What could we say in response? He led us to a hay barn, pausing once with a quick “shhh!” when he thought we might see deer across the pasture.  As he clambered onto a mountain of square bales, his mouth kept up a stream of explanations and comments, a few of which we actually understood.

Apparently at some point, he was launching into a story that was playing in his imagination. “And that’s when we got the bad guys!”

“Who got the bad guys?” I asked.

“I did,” he explained, his face relaying his seriousness. “With my good guys!”

What must it be like to be four years old and inhabiting a world of good guys and bad guys, white hats versus black hats, a world more straight-forward in its allegiances than the plots of Gunsmoke or Bonanza that my mother watches each afternoon?

Those stories and the cut-and-dry characters that populate them seem quaint and simplistic to contemporary sensibilities. We prefer far more nuance and complexity in our fictional characters. The white and black hats have been abandoned for a series of greys. We embrace Don Draper and Walter White, Tony Soprano and Olivia Pope. Even someone as close to the old-school Western hero as Mark Harmon’s Leroy Jethro Gibbs from NCIS carries along some fairly disturbing baggage. The simple character seems as passe as the family of Father Knows Best. We’re just a bit too sophisticated for that sort of thing.

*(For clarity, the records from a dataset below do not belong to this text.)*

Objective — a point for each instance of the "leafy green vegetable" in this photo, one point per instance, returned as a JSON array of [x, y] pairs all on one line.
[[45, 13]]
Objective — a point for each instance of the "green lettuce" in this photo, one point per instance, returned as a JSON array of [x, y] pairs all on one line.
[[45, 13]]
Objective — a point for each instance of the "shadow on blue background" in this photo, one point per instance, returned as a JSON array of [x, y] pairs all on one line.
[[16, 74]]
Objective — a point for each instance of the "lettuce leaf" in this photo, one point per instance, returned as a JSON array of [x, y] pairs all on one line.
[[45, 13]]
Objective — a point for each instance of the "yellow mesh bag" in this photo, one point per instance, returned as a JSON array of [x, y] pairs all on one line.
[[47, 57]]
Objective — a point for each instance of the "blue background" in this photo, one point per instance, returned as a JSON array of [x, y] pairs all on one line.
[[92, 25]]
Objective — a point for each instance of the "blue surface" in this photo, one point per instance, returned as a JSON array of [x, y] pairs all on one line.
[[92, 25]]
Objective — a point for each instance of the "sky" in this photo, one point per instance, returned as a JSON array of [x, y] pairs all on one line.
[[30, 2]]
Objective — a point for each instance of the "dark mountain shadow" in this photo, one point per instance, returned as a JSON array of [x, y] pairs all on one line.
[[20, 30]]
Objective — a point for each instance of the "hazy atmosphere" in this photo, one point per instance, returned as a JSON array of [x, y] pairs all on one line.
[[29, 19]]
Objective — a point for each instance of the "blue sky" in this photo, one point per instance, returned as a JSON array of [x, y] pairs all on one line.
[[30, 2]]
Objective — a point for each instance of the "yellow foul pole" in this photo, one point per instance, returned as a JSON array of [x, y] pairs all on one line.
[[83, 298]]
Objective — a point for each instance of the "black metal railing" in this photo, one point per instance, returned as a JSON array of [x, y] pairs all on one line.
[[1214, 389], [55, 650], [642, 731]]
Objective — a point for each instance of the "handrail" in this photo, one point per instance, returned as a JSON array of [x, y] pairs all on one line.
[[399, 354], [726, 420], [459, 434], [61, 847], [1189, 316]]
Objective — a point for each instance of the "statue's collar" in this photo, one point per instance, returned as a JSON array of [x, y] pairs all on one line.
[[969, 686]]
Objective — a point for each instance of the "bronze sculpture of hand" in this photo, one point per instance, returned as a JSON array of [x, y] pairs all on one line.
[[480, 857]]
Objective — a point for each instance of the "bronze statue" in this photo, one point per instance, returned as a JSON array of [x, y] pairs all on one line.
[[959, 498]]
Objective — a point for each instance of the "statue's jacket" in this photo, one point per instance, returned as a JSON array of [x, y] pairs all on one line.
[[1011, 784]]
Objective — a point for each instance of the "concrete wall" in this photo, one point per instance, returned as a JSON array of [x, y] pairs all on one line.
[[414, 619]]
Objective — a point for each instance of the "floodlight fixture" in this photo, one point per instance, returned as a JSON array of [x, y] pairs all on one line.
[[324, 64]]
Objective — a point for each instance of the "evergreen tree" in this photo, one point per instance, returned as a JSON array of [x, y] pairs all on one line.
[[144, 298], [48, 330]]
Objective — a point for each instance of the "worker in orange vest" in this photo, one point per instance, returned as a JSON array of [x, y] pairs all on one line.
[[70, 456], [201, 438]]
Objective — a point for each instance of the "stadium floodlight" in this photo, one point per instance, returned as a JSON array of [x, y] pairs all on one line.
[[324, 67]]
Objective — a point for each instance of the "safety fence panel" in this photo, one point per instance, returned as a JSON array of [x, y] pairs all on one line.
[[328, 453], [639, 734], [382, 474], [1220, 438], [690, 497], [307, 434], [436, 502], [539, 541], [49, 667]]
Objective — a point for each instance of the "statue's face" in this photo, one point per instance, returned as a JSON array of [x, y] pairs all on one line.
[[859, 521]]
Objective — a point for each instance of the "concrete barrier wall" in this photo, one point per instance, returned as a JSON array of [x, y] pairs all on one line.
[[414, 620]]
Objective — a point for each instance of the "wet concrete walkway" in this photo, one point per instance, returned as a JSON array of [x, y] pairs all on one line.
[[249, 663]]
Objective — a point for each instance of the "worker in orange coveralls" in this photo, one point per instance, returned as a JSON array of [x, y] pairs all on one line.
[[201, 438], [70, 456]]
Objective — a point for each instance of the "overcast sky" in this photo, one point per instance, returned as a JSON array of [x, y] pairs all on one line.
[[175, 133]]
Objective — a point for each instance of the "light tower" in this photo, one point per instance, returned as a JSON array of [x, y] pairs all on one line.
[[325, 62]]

After leaving Polyface Farm, we drove back into nearby Staunton, Virginia. Along the roads of that fascinating small city, we saw a number of campaign-style signs that read “Save the Name.” Investigating this plea, we discovered that a movement is afoot to change the name of Staunton’s Robert E. Lee High School. The opposing side wants to preserve the tradition of that name. In the wake of last year’s chaos in nearby Charlottesville, the urgency of this matter seems to have only increased.

While I understand the feelings of those who think a Confederate general to be an inappropriate namesake for a public high school, I can’t help thinking that those who dismiss Lee out of hand are separating the world into good guys and bad guys just as surely as  my four-year-old tour guide had.

Was Lee a perfect paragon of moral rectitude? No. An absolute devil? Of course not. He was a man, generally honorable but with serious flaws.

In that same Staunton, Virginia, the birthplace of Woodrow Wilson, the twenty-eighth president has his name placed on various local landmarks. Was Wilson a saint? No. Did he segregate the Federal offices in his administration? Yes.

But I wouldn’t argue for his name to be struck from the public view. After all, once we start that sort of action, the only names that can remain are those of people who did nothing. In my own home town of Independence, Missouri, the three high schools are named for Harry Truman (who dropped two atomic bombs), William Chrisman (who owned and traded slaves), and Robert T. Van Horn (who was a lawyer, politician, tax collector, and journalist, thereby almost guaranteeing at least some less-than-stellar doings).

People who do things of consequence almost invariably take some faulty steps. And when various people, from various parts of the moral and social compass, bring their ideas of what constitutes a faulty step, there’s very little hope that anyone’s name could remain on a high school or a street.

Humanity has very few absolute “good guys” and many people who can be partly tarred with some “bad guy” accusations. Perhaps we should be as open to complexity and conflict in our real people as we are in our fictional characters. Let’s leave the simplistic stuff for the pre-schoolers.